As autoridades sudanesas retiraram a acreditação à Al-Jazeera, acusando-a de "cobertura não-profissional", comunicou a própria televisão, na rede social Twitter.

De acordo com a estação do Qatar, o Ministério da Informação sudanês anunciou no sábado, por carta, a retirada da acreditação concedida ao canal local, Al-Jazeera Mubasher, que se dedica sobretudo à transmissão em direto de acontecimentos, sem outros intervenientes ou comentários.

Os responsáveis no poder após o golpe de Estado militar de 25 de outubro acusam a estação de "cobertura não-profissional" e de "rasgar o tecido sudanês", proibindo os profissionais da Al-Jazeera de trabalharem no Sudão.

A embaixada dos Estados Unidos em Cartum já denunciou "o passo atrás na liberdade de imprensa". O Sudão está na cauda do índice mundial de liberdade de imprensa e as Nações Unidas consideram-no "mais e mais hostil a jornalistas".

Em meados de novembro, o sudanês Al-Moussalami al-Kabbachi, chefe do escritório da Al-Jazeera Mubasher, em Cartum, foi detido por três dias sem que nenhuma acusação lhe tenha sido feita.

A detenção de jornalistas tem sido regular desde outubro, quando assumiu o poder o general Abdel Fattah al-Burhan.

Sem Parlamento nem Governo desde essa altura, o Sudão tem sido palco de manifestações populares contra o golpe militar.

A repressão das manifestações já causou pelo menos 64 mortos, segundo disse um sindicato de médicos à agência AFP.

Hoje, dezenas de médicos realizaram um protesto em Cartum para denunciarem os ataques contra os hospitais levados a cabo pelas forças da ordem no quadro da repressão das manifestações.

Segundo a Organização Mundial da Saúde, as forças da ordem atacaram vários hospitais, assim como o sindicato dos médicos próximo dos protestos populares, que reclamam democracia.

A sociedade civil aceitou hoje a oferta de diálogo apresentada pelas Nações Unidas para tentar tirar o Sudão da crise, mas manteve as manifestações agendadas para segunda-feira.

Centenas de manifestantes no Sudão bloquearam hoje as estradas para norte, nomeadamente em direção ao Egito, em protesto contra a duplicação do preço da eletricidade anunciado na semana passada.

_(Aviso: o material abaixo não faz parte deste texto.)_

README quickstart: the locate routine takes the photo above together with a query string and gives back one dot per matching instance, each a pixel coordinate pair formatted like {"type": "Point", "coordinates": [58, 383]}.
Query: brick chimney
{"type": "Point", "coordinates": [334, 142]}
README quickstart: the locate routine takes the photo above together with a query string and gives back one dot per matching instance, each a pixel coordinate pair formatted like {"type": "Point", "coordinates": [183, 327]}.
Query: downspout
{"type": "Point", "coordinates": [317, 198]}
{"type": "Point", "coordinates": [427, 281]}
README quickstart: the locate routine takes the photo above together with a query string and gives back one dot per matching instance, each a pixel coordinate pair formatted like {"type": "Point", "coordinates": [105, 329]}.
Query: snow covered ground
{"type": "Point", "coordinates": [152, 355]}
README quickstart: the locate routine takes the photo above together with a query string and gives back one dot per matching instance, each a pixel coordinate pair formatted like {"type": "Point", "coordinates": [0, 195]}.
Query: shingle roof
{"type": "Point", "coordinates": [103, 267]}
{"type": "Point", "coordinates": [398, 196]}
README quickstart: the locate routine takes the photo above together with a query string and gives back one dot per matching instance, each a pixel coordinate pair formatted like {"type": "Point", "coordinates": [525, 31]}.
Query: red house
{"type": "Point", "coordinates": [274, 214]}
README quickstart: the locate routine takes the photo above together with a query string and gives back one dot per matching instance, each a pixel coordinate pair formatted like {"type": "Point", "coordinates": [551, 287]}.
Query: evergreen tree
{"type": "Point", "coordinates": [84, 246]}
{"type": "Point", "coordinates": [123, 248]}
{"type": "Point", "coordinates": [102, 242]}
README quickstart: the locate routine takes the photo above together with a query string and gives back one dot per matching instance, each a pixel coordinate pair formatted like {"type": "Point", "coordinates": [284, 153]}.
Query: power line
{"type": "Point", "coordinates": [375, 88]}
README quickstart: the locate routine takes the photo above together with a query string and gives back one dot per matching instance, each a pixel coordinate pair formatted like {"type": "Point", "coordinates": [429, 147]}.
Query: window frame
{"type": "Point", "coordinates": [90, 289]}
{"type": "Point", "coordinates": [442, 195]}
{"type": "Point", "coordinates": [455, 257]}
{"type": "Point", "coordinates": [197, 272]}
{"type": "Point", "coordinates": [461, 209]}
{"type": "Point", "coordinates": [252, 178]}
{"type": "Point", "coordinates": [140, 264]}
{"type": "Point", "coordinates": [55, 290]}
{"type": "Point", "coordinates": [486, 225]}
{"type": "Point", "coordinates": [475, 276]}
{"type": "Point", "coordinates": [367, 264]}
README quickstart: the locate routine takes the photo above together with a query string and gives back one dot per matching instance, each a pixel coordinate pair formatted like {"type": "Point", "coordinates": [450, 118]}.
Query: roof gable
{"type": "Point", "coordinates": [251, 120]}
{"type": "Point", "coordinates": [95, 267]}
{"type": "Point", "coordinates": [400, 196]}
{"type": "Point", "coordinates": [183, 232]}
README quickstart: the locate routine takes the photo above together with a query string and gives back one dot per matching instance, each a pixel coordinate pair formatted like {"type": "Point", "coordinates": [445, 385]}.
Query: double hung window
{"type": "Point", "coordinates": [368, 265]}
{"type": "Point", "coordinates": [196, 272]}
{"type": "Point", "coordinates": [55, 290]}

Face à revolta, sobretudo dos agricultores, o conselho de soberania que dirige o país desde o golpe militar garantiu, na quarta-feira, que iria "congelar a decisão de aumentar o preço da eletricidade, com efeito imediato".

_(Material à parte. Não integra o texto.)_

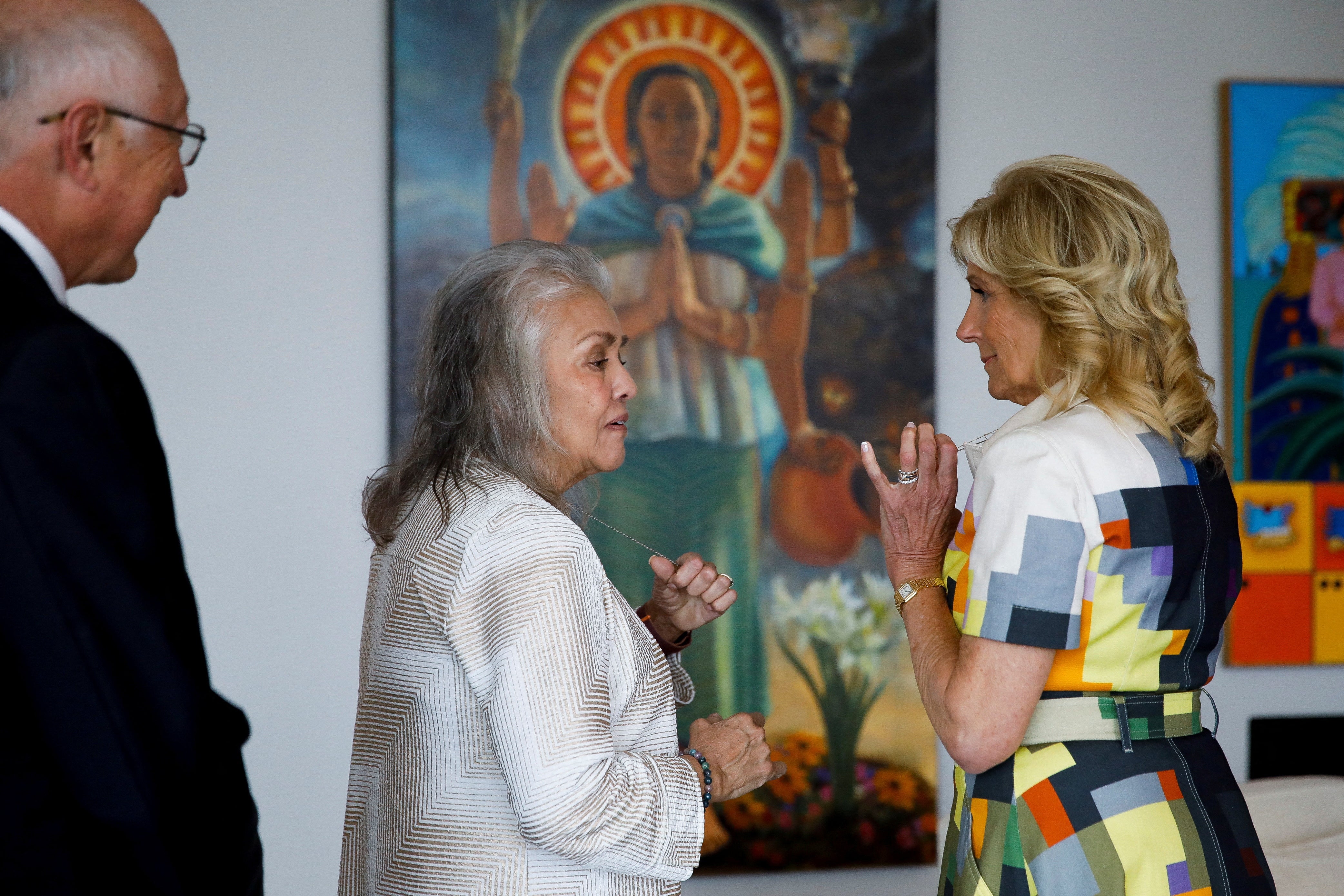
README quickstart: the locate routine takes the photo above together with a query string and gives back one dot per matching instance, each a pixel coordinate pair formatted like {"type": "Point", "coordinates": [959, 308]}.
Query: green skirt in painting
{"type": "Point", "coordinates": [685, 495]}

Qualquer aumento de preço ou retirada de apoio estatal aos produtos básicos arrisca-se a agravar a profunda crime económica que se vive no Sudão, um dos países mais pobres do mundo.

Em 2018, a revolta popular que viria a derrubar o regime de Al-Bashir um ano depois começou com a triplicação do preço do pão.

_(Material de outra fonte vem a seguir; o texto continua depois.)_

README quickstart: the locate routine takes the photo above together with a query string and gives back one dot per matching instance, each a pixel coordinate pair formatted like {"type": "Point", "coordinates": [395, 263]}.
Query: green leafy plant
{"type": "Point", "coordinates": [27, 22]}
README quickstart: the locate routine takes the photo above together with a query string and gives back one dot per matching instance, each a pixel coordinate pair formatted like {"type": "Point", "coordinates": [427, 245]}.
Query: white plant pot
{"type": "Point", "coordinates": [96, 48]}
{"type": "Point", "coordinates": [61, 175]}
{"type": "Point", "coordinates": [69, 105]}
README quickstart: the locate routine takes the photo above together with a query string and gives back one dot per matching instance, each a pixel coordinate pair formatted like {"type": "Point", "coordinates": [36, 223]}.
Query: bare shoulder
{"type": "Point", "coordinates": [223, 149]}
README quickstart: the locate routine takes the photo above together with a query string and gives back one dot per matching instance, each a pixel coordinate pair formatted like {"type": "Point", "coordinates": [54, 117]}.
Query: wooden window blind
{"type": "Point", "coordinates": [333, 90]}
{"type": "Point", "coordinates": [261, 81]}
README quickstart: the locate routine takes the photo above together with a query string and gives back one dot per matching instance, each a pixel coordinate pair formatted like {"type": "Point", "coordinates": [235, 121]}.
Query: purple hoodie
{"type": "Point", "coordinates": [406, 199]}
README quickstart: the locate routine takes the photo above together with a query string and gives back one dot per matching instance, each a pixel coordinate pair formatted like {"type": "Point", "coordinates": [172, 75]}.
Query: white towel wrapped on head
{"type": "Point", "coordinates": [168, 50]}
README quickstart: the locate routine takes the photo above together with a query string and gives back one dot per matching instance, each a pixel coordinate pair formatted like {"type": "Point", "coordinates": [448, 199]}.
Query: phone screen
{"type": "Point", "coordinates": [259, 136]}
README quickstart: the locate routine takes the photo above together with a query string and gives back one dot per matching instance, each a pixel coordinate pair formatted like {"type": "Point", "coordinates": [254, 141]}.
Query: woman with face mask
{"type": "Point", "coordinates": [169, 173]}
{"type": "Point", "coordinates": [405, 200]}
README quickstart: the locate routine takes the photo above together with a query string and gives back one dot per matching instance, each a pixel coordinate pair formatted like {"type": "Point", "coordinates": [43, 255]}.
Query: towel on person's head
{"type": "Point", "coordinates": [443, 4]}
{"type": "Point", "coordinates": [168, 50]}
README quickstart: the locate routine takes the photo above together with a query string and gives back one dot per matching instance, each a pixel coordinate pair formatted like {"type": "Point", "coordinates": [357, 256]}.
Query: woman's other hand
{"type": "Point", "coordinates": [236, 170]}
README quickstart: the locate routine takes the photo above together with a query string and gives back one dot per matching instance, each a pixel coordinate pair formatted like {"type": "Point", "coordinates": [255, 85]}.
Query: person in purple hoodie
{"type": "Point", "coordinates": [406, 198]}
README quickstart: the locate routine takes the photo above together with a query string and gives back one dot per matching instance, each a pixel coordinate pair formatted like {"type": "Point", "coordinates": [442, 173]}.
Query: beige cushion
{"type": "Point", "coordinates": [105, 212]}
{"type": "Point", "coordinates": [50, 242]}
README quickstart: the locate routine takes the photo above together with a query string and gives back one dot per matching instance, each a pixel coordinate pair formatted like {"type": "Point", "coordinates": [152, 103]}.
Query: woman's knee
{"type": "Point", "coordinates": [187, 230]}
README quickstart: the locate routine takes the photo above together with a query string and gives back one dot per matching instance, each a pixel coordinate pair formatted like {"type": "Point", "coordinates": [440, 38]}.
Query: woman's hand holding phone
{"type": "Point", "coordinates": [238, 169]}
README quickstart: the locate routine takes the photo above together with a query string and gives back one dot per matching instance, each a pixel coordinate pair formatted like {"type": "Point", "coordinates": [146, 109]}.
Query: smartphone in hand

As Nações Unidas preveem que 30 por cento dos sudaneses vão precisar de ajuda humanitária este ano.

Entretanto, o chefe da diplomacia do anterior regime, detido desde a revolta de 2019, iniciou hoje uma greve de fome, juntamente com outros ex-responsáveis do antigo regime.

Segundo a família de Ibrahim Ghandour, o protesto vai continuar até serem "libertados ou presentes a tribunal imparcial".

Em 2019, o exército sudanês, sob pressão de uma revolta popular, pôs fim a 30 anos de ditadura, mandando prender a maioria dos responsáveis, entre os quais o próprio ditador deposto, Omar al-Bashir.

Recentemente, o Ministério Público sudanês ordenou a libertação de vários responsáveis do regime, mas o general Abdel Fattah al-Burhan ordenou que se mantivessem presos.